If you are ever invited to a Potlach Ceremony,  forget about bringing a gift for the host.

Just bring a large bag to carry home the gifts you are given. It has been said that it is greater to give than to receive, and for Canadian west-coast Indians, the potlach was the ultimate expression of that.  In a tradition, which has contradictory origins, the potlach entailed an inspiring chief holding a party in which he gave away most, if not all, of his worldly gifts.  In exchange for this largess, the chief-in-waiting received adoration and the affection of his guests.

Potlach Ceremony

It is said the tradition of the potlach ceremony began with the giving of feathers, a sacred item for most west-coast Indians.  However over time the ceremonies took on more elaborate gift-giving themes.

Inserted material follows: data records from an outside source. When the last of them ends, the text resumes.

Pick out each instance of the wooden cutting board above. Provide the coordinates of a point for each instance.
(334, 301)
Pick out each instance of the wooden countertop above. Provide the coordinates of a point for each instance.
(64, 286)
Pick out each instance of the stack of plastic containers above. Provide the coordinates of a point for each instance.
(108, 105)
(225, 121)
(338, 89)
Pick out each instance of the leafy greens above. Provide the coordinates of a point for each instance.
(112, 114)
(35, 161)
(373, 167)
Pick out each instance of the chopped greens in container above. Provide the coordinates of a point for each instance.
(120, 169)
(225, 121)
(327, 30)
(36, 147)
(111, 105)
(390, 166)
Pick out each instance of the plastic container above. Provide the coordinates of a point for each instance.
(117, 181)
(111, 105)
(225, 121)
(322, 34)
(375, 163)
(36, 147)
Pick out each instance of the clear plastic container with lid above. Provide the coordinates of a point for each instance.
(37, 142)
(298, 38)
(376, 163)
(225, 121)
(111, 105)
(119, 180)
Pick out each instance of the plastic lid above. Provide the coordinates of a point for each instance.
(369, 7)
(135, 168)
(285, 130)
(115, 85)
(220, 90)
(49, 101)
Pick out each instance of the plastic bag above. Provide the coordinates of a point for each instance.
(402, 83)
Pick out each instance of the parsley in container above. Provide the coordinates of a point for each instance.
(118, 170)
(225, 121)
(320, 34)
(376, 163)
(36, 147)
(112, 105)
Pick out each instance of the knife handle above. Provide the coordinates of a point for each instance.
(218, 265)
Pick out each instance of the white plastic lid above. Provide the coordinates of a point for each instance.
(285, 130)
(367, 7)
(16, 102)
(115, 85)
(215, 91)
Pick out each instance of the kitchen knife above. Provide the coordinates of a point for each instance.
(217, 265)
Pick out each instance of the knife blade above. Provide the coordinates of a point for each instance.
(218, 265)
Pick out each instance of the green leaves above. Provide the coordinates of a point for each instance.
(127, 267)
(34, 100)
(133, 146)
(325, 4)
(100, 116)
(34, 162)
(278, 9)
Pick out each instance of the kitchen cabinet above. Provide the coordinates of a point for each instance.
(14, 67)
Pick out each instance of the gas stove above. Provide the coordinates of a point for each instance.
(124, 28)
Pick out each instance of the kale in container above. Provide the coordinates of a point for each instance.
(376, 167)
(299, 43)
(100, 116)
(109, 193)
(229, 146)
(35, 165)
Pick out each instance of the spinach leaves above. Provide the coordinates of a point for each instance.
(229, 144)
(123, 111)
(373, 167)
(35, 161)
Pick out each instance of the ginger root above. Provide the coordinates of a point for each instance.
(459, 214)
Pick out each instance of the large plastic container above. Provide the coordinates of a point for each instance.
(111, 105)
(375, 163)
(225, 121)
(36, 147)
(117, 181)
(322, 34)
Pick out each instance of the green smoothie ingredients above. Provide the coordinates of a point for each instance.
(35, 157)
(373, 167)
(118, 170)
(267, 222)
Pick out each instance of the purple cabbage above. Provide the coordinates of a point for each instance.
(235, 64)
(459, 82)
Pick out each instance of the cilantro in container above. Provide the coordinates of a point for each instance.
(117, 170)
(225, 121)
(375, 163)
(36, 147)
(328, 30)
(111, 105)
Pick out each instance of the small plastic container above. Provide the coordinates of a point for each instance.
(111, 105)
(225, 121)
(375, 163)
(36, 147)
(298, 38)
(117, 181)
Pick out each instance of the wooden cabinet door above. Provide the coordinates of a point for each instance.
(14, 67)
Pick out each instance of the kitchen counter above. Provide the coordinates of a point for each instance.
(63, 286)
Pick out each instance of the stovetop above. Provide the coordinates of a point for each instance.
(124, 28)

The word potlatch comes from Nootka, a Wakashan language spoken nowadays by about six hundred people in western British Columbia and Vancouver Island.  The Nootka word for gift was patshatl. Potlach was first used in English in a Puget Sound document from 1865, wherein the following description was found:

“There was going to be a great potlach at the coal-mines, where a large quantity of iktas [goods] would be given away–tin pans, guns, blankets, canoes, and money.  It seems that anyone who aspires to be a chief must first give a potlach to his tribe.”

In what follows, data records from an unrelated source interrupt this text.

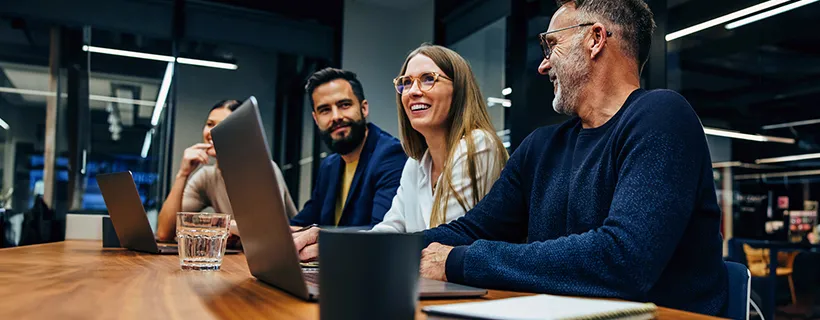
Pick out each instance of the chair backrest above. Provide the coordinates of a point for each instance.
(739, 291)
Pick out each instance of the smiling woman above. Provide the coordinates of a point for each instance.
(455, 153)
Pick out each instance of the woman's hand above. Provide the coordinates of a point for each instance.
(193, 157)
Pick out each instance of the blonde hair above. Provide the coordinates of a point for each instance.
(468, 112)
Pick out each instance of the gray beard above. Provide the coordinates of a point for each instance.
(574, 75)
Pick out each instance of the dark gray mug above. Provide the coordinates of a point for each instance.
(367, 275)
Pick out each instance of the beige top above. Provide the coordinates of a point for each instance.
(206, 188)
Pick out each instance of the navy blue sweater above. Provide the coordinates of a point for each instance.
(626, 210)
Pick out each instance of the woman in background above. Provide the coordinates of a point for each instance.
(194, 190)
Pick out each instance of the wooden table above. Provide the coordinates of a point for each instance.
(80, 280)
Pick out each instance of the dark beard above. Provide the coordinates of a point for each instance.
(349, 143)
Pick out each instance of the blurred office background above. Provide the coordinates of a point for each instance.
(89, 87)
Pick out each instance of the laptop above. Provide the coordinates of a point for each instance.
(128, 216)
(244, 159)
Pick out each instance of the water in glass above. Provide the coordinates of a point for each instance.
(202, 237)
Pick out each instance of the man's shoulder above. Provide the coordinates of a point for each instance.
(660, 103)
(388, 147)
(544, 133)
(329, 160)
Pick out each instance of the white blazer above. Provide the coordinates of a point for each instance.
(413, 203)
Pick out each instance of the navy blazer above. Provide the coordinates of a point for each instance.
(371, 192)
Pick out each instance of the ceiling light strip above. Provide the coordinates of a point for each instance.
(767, 14)
(724, 19)
(789, 158)
(745, 136)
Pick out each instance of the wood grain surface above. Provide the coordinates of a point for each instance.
(81, 280)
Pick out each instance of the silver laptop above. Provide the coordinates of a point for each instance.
(127, 214)
(244, 159)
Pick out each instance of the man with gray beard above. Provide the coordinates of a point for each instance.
(616, 202)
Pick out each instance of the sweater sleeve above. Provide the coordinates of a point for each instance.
(395, 220)
(656, 193)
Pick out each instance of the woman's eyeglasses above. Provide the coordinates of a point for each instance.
(426, 81)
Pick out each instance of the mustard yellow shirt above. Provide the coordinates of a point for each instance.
(347, 180)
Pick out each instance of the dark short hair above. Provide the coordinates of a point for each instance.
(634, 18)
(329, 74)
(227, 104)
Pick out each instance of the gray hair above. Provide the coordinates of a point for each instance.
(632, 18)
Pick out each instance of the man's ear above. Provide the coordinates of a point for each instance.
(365, 108)
(598, 41)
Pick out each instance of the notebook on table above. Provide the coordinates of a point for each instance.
(545, 307)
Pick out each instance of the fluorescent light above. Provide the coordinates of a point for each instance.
(491, 101)
(206, 63)
(159, 57)
(727, 164)
(724, 19)
(90, 97)
(163, 93)
(146, 145)
(27, 92)
(745, 136)
(756, 176)
(789, 158)
(131, 54)
(791, 124)
(769, 13)
(121, 100)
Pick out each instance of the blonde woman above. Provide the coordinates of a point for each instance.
(455, 154)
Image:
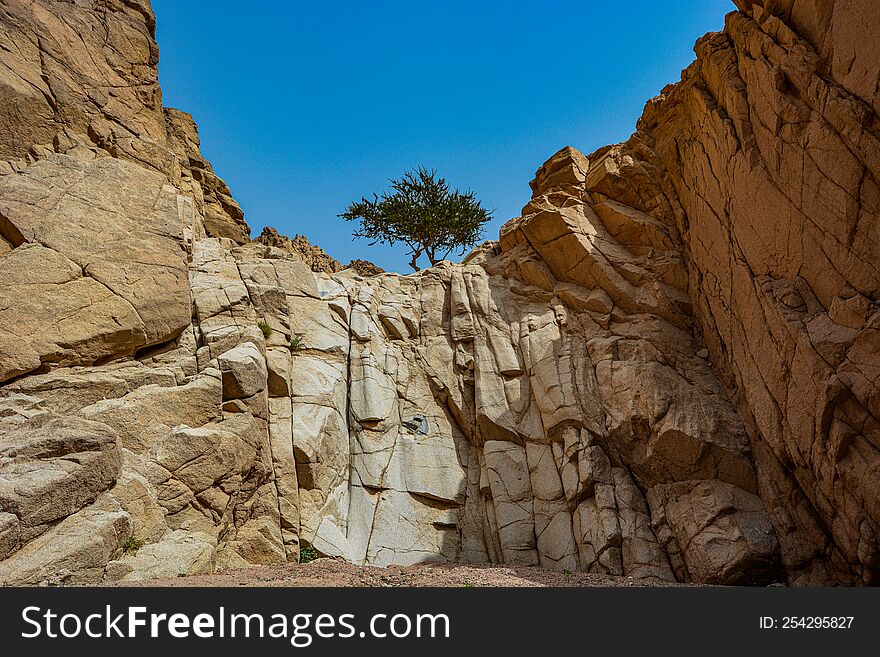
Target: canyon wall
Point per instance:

Potlach was make illegal in Canada in 1885, at the urgings of missionaries who declared the practice as wasteful and not part of civilized values (I can only guess that they missed that “blessed” part in their bibles.)  One missionary, William Duncan wrote in 1875 that the potlatch was “by far the most formidable of all obstacles in the way of Indians becoming Christians, or even civilized.

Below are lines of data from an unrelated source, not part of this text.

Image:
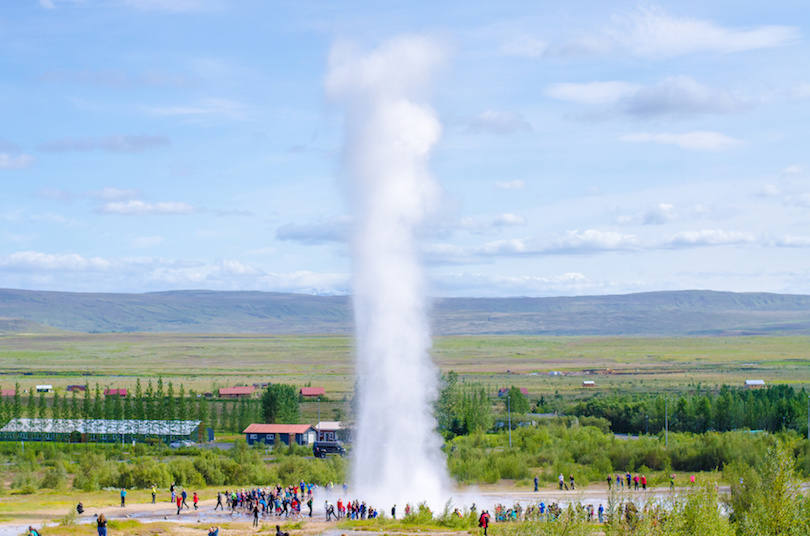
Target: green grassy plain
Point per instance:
(205, 362)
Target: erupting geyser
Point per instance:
(388, 137)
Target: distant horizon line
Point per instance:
(348, 295)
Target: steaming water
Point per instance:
(389, 135)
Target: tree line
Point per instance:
(776, 408)
(156, 402)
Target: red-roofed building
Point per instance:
(505, 391)
(312, 392)
(240, 391)
(303, 434)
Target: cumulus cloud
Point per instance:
(146, 241)
(79, 272)
(656, 215)
(792, 241)
(802, 91)
(576, 242)
(55, 195)
(510, 185)
(706, 237)
(116, 144)
(652, 33)
(175, 6)
(508, 219)
(525, 46)
(678, 96)
(593, 92)
(118, 79)
(144, 208)
(38, 261)
(115, 194)
(499, 123)
(11, 161)
(691, 141)
(486, 285)
(205, 108)
(335, 230)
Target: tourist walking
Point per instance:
(101, 525)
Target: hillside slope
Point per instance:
(654, 313)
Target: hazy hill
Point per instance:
(654, 313)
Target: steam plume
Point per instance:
(390, 131)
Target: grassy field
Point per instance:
(207, 362)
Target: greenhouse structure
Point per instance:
(103, 430)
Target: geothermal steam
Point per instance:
(389, 133)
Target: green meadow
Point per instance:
(205, 362)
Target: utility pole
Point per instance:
(509, 413)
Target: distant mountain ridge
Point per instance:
(692, 312)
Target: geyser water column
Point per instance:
(389, 133)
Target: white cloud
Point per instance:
(707, 237)
(174, 6)
(525, 46)
(592, 92)
(72, 270)
(236, 268)
(9, 161)
(115, 194)
(792, 241)
(802, 91)
(72, 262)
(652, 33)
(680, 95)
(119, 79)
(508, 219)
(124, 143)
(792, 170)
(499, 123)
(54, 194)
(691, 141)
(658, 214)
(486, 285)
(146, 241)
(322, 232)
(510, 185)
(144, 208)
(206, 108)
(675, 96)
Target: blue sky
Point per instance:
(588, 147)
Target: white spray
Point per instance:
(389, 134)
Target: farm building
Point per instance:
(303, 434)
(240, 391)
(102, 430)
(332, 431)
(312, 392)
(505, 391)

In 1885, the Indian Act was amended to include:

“Every Indian or other person who engages in or assists in celebrating the Indian festival known as the “Potlatch” or the Indian dance known as the “Tamanawas” is guilty of a misdemeanor, and shall be liable to imprisonment for a term not more than six nor less than two months in a jail or other place of confinement; and, any Indian or other person who encourages, either directly or indirectly an Indian or Indians to get up such a festival or dance, or to celebrate the same, or who shall assist in the celebration of same is guilty of a like offence, and shall be liable to the same punishment.”

The banning was also seen as part of the attempt to assimilate the Indians, but it did not work.  The prohibition on potlach simply drove the ceremony underground.

The potlach was made legal again in 1951 when prohibition was removed from the Indian Act.  To this day the ceremonies take place frequently.